A Quick Guide to WordPress Security.

This short guide focuses on WordPress Security. WordPress is one of the leading content management systems or CMS that are in use today. It powers easily one fifth of the web. Because it is so popular it is a high target for hackers. Out of the box or freshly installed (since WordPress doesn’t come in a box) it is very secure software. WordPress has a very good reputation for stability and rapidly fixing holes when they are discovered. That said you can always do a little more.

In analyzing over 500,000 break in attempts on my clients sites 1 particular attack type is the most common. This is what its called a brute force or dictionary attack, and accounts for over 90% of the attempts we see. It basically does what it sounds like it does. It randomly picks a username and then throws a dictionary at the site. Trying every possible combination of passwords it can come up with. If you use a common password it can rapidly break in, so to prevent this you need to use a little caution.

Complex Passwords are Crucial!

First, use a complex password. Don’t use something simple like a name, a date, your phone number, etc. Mix it up and make it something not in the dictionary, and swirl in a few numbers and other characters.

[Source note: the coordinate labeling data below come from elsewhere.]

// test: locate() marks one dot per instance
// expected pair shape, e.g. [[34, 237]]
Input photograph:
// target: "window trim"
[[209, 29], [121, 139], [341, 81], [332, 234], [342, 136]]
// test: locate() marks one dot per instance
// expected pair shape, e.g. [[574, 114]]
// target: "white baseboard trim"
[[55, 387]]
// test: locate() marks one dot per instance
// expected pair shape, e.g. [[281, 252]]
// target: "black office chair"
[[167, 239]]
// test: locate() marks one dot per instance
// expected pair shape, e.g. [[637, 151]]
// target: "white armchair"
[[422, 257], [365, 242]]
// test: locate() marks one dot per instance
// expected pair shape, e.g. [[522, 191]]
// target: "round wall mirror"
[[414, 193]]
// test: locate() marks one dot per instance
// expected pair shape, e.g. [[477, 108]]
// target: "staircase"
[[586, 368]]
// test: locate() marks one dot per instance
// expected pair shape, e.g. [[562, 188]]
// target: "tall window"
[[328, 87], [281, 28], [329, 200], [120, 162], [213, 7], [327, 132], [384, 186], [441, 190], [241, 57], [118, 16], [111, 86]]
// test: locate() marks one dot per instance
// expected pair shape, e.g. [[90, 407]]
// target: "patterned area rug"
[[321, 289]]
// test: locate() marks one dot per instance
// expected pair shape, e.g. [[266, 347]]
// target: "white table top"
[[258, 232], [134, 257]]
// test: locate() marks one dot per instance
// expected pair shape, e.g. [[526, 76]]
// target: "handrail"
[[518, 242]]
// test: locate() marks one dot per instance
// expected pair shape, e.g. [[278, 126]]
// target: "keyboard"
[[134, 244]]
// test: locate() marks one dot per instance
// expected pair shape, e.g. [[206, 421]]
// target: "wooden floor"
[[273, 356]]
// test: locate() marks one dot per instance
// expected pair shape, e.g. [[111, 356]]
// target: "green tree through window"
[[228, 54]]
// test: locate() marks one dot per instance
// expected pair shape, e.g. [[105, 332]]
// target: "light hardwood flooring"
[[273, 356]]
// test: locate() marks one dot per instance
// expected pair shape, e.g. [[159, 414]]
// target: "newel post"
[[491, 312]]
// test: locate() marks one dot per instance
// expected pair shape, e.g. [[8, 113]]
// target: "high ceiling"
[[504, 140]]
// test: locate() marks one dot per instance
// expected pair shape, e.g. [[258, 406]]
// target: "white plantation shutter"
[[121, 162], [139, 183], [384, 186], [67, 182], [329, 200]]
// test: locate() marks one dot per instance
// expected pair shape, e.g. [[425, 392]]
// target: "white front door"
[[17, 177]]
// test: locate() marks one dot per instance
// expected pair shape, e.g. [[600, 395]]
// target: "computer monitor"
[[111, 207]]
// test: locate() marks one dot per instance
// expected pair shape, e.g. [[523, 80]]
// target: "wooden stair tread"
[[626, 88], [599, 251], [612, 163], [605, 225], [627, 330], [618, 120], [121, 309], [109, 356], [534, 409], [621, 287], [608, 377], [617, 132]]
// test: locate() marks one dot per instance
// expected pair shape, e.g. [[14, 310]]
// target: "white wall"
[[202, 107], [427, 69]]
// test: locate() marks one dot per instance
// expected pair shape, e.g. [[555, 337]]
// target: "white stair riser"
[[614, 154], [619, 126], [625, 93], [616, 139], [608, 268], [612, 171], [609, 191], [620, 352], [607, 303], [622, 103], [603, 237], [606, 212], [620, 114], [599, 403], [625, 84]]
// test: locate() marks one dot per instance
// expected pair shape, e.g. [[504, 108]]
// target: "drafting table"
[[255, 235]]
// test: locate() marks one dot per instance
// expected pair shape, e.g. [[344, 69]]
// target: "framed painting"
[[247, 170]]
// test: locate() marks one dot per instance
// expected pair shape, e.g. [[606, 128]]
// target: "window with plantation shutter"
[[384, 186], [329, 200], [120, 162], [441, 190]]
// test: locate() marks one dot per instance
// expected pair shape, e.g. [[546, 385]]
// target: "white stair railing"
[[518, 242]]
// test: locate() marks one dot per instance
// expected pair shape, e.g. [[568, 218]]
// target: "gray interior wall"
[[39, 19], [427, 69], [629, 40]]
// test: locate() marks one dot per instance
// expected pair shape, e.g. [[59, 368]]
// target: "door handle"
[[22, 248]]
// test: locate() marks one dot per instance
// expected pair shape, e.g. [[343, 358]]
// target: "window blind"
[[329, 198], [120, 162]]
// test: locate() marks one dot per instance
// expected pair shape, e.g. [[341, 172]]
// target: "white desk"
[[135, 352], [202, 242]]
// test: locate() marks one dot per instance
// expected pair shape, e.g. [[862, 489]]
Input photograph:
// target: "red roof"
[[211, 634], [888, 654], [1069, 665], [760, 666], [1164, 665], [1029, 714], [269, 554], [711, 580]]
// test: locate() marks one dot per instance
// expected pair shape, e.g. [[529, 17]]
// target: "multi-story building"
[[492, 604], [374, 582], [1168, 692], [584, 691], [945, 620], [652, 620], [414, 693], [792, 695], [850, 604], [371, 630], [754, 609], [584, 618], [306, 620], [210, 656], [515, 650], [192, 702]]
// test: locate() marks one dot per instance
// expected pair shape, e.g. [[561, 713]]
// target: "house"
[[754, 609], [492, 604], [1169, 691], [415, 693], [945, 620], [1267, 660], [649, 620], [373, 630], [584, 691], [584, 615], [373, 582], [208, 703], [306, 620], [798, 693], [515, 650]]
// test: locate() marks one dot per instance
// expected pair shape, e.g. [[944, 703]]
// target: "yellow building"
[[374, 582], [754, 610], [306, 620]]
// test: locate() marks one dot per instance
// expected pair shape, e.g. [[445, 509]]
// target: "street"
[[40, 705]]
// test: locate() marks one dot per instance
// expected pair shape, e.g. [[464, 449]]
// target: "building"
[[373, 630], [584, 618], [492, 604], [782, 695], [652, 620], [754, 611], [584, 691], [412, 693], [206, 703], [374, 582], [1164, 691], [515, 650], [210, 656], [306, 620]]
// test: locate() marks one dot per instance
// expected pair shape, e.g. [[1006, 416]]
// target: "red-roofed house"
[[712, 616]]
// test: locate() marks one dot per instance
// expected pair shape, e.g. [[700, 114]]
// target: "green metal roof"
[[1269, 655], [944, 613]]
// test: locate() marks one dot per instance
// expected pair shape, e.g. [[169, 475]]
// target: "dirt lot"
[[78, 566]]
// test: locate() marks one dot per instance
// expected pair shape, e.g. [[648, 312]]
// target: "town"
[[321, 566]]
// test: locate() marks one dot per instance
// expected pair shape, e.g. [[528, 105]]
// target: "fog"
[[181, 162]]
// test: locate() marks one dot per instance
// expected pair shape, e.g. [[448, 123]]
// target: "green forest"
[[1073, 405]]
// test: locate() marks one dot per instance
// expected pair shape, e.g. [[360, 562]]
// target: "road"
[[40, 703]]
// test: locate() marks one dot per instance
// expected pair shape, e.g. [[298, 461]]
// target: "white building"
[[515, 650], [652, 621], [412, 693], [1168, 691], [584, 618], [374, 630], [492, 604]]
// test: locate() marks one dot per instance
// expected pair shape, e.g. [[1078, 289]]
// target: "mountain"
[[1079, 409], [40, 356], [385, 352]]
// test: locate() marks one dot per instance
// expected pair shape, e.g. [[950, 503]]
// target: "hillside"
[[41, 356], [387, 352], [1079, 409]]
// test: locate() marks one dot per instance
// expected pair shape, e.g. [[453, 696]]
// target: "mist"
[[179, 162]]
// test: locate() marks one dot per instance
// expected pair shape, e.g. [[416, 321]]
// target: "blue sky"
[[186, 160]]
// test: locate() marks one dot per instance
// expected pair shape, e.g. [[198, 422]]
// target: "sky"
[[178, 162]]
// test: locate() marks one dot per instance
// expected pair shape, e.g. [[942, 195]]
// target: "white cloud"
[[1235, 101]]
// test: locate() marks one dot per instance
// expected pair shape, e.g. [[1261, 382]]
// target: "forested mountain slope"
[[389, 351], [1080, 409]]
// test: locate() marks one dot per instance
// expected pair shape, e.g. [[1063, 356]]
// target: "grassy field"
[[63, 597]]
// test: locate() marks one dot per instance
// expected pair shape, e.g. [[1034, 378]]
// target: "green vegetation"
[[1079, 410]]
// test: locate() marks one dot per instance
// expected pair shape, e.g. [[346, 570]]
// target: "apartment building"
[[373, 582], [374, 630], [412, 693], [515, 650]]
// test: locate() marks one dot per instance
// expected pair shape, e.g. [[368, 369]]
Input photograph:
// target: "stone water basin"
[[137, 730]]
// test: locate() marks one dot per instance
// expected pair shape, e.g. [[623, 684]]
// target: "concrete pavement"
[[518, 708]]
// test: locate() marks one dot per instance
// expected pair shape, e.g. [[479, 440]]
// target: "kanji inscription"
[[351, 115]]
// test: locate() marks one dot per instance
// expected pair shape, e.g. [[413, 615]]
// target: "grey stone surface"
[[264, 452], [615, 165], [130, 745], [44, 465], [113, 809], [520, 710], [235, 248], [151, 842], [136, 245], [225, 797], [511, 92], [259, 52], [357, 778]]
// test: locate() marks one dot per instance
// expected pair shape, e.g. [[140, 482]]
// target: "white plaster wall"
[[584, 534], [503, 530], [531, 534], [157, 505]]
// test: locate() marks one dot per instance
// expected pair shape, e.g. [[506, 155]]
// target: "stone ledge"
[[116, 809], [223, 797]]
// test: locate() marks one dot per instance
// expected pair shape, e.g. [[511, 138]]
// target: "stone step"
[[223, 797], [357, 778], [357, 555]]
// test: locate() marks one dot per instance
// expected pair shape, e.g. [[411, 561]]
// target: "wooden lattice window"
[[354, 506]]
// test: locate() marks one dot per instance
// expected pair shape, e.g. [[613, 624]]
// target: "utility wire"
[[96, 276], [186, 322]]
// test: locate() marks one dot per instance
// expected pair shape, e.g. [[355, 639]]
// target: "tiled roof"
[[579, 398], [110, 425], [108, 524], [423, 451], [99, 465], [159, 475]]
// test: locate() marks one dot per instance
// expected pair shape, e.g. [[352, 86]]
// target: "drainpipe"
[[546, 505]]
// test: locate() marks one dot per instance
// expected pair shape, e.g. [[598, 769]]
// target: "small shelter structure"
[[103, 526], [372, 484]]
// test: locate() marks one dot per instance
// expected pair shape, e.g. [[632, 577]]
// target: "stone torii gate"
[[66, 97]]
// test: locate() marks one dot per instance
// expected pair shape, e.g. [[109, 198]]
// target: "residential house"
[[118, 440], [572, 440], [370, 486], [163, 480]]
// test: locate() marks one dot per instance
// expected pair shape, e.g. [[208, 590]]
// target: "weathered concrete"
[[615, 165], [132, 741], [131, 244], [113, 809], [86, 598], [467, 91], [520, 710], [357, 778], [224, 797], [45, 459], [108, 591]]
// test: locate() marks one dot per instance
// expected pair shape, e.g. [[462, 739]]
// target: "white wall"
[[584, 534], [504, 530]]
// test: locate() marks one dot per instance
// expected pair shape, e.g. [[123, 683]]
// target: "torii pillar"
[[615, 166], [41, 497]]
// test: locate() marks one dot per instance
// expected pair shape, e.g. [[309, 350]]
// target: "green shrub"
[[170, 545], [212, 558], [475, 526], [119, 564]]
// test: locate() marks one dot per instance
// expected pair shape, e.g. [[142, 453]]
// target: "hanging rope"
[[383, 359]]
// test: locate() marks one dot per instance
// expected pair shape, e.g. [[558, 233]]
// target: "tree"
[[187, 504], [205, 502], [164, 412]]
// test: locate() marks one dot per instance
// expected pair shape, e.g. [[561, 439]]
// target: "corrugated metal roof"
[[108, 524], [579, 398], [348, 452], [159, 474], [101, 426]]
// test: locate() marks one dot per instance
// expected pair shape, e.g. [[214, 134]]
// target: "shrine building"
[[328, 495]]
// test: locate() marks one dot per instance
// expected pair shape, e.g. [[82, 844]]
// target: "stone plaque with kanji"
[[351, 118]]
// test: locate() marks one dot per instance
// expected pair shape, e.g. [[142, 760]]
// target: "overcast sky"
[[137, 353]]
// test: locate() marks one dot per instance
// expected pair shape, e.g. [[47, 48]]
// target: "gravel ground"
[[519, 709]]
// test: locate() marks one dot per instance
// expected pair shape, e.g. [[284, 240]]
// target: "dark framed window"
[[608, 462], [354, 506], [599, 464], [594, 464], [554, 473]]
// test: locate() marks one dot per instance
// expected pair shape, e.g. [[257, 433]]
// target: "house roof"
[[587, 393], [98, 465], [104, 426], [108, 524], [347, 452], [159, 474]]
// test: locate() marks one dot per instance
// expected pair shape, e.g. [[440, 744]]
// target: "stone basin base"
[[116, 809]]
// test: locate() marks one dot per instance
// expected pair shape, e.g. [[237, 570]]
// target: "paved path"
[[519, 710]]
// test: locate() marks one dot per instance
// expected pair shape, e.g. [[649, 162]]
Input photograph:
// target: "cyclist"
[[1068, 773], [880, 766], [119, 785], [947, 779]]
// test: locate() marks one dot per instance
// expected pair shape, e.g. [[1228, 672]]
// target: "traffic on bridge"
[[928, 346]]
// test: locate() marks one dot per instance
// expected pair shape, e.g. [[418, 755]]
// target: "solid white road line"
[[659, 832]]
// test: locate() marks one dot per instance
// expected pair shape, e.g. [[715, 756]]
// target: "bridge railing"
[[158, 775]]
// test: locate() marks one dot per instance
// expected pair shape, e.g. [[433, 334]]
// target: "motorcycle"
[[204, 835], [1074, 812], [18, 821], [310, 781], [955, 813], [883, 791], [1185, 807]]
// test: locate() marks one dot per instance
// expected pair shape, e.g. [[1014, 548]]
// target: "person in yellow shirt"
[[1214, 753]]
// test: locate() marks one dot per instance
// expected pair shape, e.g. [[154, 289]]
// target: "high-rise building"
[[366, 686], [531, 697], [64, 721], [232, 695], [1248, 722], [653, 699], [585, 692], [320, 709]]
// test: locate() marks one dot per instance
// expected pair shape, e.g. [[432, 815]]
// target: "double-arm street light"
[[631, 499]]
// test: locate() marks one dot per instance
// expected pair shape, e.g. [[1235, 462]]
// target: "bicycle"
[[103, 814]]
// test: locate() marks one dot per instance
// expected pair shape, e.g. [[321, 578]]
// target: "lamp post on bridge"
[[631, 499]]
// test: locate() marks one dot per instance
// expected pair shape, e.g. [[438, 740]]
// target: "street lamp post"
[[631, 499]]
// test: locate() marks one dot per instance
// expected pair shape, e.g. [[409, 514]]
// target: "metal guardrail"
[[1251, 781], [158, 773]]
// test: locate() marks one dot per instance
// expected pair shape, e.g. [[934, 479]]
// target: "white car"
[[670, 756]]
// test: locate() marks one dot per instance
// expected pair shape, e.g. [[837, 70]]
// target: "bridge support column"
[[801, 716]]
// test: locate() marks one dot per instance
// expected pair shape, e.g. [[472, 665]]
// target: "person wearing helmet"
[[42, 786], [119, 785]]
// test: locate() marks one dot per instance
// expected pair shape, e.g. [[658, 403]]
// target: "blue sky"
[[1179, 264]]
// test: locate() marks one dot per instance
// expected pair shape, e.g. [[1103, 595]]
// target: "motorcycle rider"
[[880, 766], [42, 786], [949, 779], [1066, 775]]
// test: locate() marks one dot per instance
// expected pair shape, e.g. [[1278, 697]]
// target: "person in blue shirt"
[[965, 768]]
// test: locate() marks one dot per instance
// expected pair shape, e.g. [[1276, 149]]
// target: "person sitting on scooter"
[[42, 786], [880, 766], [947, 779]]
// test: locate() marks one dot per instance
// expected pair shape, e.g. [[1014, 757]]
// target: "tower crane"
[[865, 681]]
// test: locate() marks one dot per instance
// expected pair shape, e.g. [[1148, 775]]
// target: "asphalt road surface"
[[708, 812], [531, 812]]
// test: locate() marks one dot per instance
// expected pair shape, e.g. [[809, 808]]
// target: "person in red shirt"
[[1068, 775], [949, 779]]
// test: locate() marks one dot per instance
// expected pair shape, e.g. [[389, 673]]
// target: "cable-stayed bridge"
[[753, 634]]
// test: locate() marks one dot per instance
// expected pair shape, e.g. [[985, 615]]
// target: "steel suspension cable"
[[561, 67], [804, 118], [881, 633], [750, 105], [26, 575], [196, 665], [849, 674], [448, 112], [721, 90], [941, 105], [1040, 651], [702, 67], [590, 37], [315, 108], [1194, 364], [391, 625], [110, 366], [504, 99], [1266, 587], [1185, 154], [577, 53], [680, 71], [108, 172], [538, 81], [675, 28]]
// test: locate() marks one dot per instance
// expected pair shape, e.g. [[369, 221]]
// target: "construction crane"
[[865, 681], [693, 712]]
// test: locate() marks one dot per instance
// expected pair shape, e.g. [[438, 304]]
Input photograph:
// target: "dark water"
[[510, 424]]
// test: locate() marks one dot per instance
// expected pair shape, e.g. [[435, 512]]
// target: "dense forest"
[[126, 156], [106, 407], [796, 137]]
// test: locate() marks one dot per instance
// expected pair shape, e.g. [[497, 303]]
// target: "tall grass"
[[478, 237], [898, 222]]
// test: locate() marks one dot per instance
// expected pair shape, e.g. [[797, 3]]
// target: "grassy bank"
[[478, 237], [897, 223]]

This will slow them down, but better than stopping them at the door, is to make sure they can’t even find it.

Don’t Default!

Most software when you install it comes with preset default settings. Many of the web sites that are compromised have never changed from the defaults making it easy for an attacker to get his foot in the door to try to get the rest of the way in. In the case of WordPress the default administrative account is called “admin”. In analyzing the half million attacks, over 90 percent of them were trying to login to “admin”. In order to make your site more secure against attack the solution is very simple. Don’t use “admin” as your username. When you install word press on your site use a different user name and this will block about 80 to 90 percent of the possible break it types.

Limit Logins

The second way to block attackers is to limit the chances to try to login. This is called a login lock out or a strikes system. You heard of the old adage “3 strikes and you’re out”? Well in the case of logging into website this makes great sense. If you limits the number of attempts and block them for a reasonable amount of time, say 5 minutes or even 5 days, you will discourage or at the very least slow down the enemy and they’ll move on to another site that’s easier.

To make the system even more efficient you combine changing your username to something besides the default with the login strikes system and an automatic lock out if somebody tries a non-existing username. This means if someone logs in or tries to login to your site using “admin” and “admin” does not exist they are immediately blocked. The door is slammed in their face, and they could try 10,000 times to login they will never get in.

Use a FireWall

Further increasing your security you could use a program such as Wordfence or iThemes Security that combine many of these features with additional protections. These plugins will add the ability to give people the three strikes and you’re out system, immediately block invalid logins, as well as give you additional protections against other sorts of attacks then you are at risk at.

Stay Up to Date

Also, keep your core software, themes and plugins up to date. Remove inactive, unused or obsolete themes and plugins. The nice thing about WordPress is that often there are many plug ins that do the same thing, so when one fades away, a new one, often with better features and tighter security will appear. Staying up to date is vital in keeping the bad guys out.

Again, Don’t Default!

To complete this first round of securing your site against the majority of the attacks, we again look at the default installation. Many hosts have what’s called a “one button installer”. These are great utilities to help streamline things and make it easier for you to install programs but they also set things up to the defaults. The fault data base prefix for WordPress is WP. Simply changing this prefix to something besides WP will make it much harder for some other types of attacks that do not require a login to be effective. Much in the same way that you don’t answer to a different name they could try accessing WP all they want and if it is JP it’ll never answer will never get in.

So to summarize:

1: Use a different username. do not use “admin.”

2: use a login strikes system and immediately block invalid login attempts.

3: use a good firewall such as a Wordfence or iThemes.

4: change your pre fix to something besides “WP”.

5: Stay up to date and remove unused and unsupported add ons.

This is by all means not an in depth, all inclusive list. Securing a website does take more, but doing these 5 simple things puts your site security ahead of most other sites. Do these five things you run a very good chance of not being one of the hundreds of sites vandalized each day.